Tuesday, August 11, 1998

By Ken Ige, Star-Bulletin
Bu La'ia , aka Kaui Hill, hamming it up
back in 1994.

Green Party
wants to give
Bu the boot

The Greens say he is not
eligible to be their
gubernatorial candidate

By Mike Yuen


The gubernatorial campaign of Bu La'ia, the goofy-faced comedy character who embodies political alienation, is coming to an end.

His running mate was disqualified yesterday, and Bu, whose alter ego is satirist Kaui Hill, is facing the same fate.

The Green Party has filed a complaint with Circuit Court, saying Bu can't be the Green nominee for governor because he is not a member of the party. Bu lied when, on his nomination papers, he stated that he was a member, said Ira Rohter, co-chairman of the Hawaii Green Party.

A hearing is scheduled for Monday before Circuit Judge Virginia Crandall.

"This is no longer funny," Rohter said. "This is the second time he's manipulated system. He's not a good role model for young people."
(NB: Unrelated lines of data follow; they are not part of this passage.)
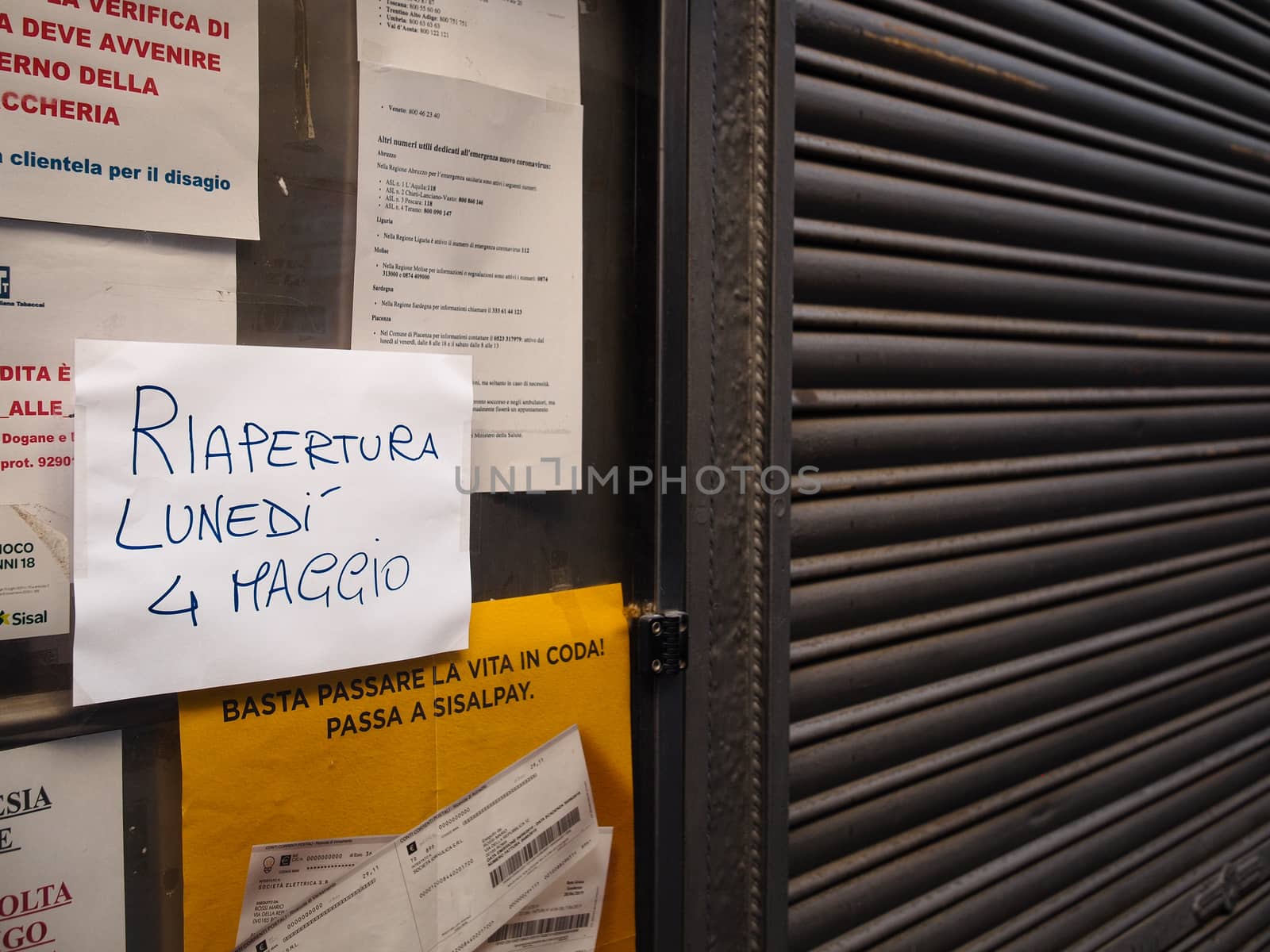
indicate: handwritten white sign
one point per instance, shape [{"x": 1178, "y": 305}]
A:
[{"x": 257, "y": 513}]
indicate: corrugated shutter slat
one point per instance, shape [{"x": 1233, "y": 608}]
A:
[{"x": 1030, "y": 617}]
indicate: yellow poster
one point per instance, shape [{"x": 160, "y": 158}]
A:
[{"x": 376, "y": 750}]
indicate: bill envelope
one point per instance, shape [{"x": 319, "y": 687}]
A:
[
  {"x": 563, "y": 918},
  {"x": 456, "y": 880}
]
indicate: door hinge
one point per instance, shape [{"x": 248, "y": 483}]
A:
[
  {"x": 1222, "y": 892},
  {"x": 664, "y": 643}
]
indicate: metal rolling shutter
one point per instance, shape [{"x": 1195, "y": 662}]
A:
[{"x": 1030, "y": 689}]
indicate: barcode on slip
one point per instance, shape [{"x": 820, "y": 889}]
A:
[
  {"x": 533, "y": 848},
  {"x": 541, "y": 927}
]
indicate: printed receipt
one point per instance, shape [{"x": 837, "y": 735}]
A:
[
  {"x": 448, "y": 884},
  {"x": 469, "y": 241},
  {"x": 563, "y": 918}
]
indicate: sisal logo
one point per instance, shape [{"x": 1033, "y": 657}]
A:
[{"x": 19, "y": 619}]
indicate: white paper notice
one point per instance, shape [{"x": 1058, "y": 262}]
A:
[
  {"x": 131, "y": 114},
  {"x": 469, "y": 240},
  {"x": 526, "y": 46},
  {"x": 283, "y": 876},
  {"x": 61, "y": 846},
  {"x": 452, "y": 881},
  {"x": 256, "y": 513},
  {"x": 563, "y": 918},
  {"x": 59, "y": 283}
]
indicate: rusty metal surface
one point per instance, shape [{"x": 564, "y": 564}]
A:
[{"x": 1029, "y": 602}]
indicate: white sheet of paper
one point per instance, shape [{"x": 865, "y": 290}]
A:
[
  {"x": 133, "y": 114},
  {"x": 304, "y": 499},
  {"x": 283, "y": 876},
  {"x": 563, "y": 918},
  {"x": 61, "y": 844},
  {"x": 452, "y": 880},
  {"x": 526, "y": 46},
  {"x": 59, "y": 282},
  {"x": 478, "y": 251}
]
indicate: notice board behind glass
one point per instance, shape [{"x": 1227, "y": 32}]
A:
[{"x": 295, "y": 290}]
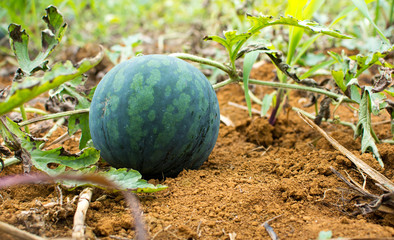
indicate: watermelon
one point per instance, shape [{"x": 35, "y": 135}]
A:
[{"x": 156, "y": 114}]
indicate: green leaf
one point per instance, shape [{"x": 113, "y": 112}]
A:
[
  {"x": 130, "y": 180},
  {"x": 51, "y": 37},
  {"x": 123, "y": 178},
  {"x": 339, "y": 77},
  {"x": 390, "y": 91},
  {"x": 262, "y": 21},
  {"x": 42, "y": 159},
  {"x": 364, "y": 127},
  {"x": 250, "y": 59},
  {"x": 325, "y": 235},
  {"x": 34, "y": 86},
  {"x": 362, "y": 6},
  {"x": 313, "y": 69},
  {"x": 80, "y": 121},
  {"x": 266, "y": 104}
]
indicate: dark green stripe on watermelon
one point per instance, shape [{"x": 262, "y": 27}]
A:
[{"x": 156, "y": 114}]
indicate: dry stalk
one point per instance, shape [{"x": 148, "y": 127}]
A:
[
  {"x": 243, "y": 107},
  {"x": 383, "y": 203},
  {"x": 269, "y": 229},
  {"x": 377, "y": 176},
  {"x": 80, "y": 214},
  {"x": 17, "y": 233}
]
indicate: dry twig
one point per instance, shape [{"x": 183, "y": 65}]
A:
[
  {"x": 80, "y": 214},
  {"x": 17, "y": 233},
  {"x": 377, "y": 176}
]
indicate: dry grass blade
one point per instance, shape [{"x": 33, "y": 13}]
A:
[
  {"x": 227, "y": 121},
  {"x": 380, "y": 178},
  {"x": 269, "y": 229},
  {"x": 383, "y": 203},
  {"x": 17, "y": 233},
  {"x": 131, "y": 199}
]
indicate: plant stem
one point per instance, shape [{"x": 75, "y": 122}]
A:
[
  {"x": 222, "y": 84},
  {"x": 335, "y": 96},
  {"x": 24, "y": 117},
  {"x": 32, "y": 110},
  {"x": 202, "y": 60},
  {"x": 391, "y": 11},
  {"x": 53, "y": 116}
]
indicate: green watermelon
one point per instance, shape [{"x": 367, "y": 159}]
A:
[{"x": 156, "y": 114}]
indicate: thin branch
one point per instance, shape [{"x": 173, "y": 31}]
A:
[
  {"x": 79, "y": 218},
  {"x": 222, "y": 84},
  {"x": 269, "y": 229},
  {"x": 202, "y": 60},
  {"x": 348, "y": 124},
  {"x": 17, "y": 233},
  {"x": 335, "y": 96}
]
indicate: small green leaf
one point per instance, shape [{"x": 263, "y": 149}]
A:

Four years ago, Bu was disqualified as a Democratic gubernatorial hopeful because Hill was then 28 years old, two years short of the age requirement for gubernatorial candidates.

State chief election officer Dwayne Yoshina said he disqualified K.K. Ka'umanua Jr., the election moniker for landscaper Kirk Bowman, after receiving "a very general letter" from Bowman's doctor that a political campaign would have "a negative impact on (Bowman's) health."

Rohter said Greens will not use an election provision that would allow them to name a replacement for Ka'umanua Jr.

That means even without the Greens' complaint to Circuit Court, Bu's candidacy would be struck down. Without Ka'umanua Jr., Bu would have no running mate for the general election.

The 46-year-old Bowman, the son of 1970s radio broadcaster Kent Bowman, who created the original K.K. Ka'umanua character, wanted out of the race once he discovered that the Greens were an actual party and that Bu's creation of a Ka'umanua Jr. might have infringed on his father's copyright of the K.K. Ka'umanua character.

Bu saw their candidacies as a way to make some money through the sale of T-shirts and bumper stickers, the younger Bowman has said.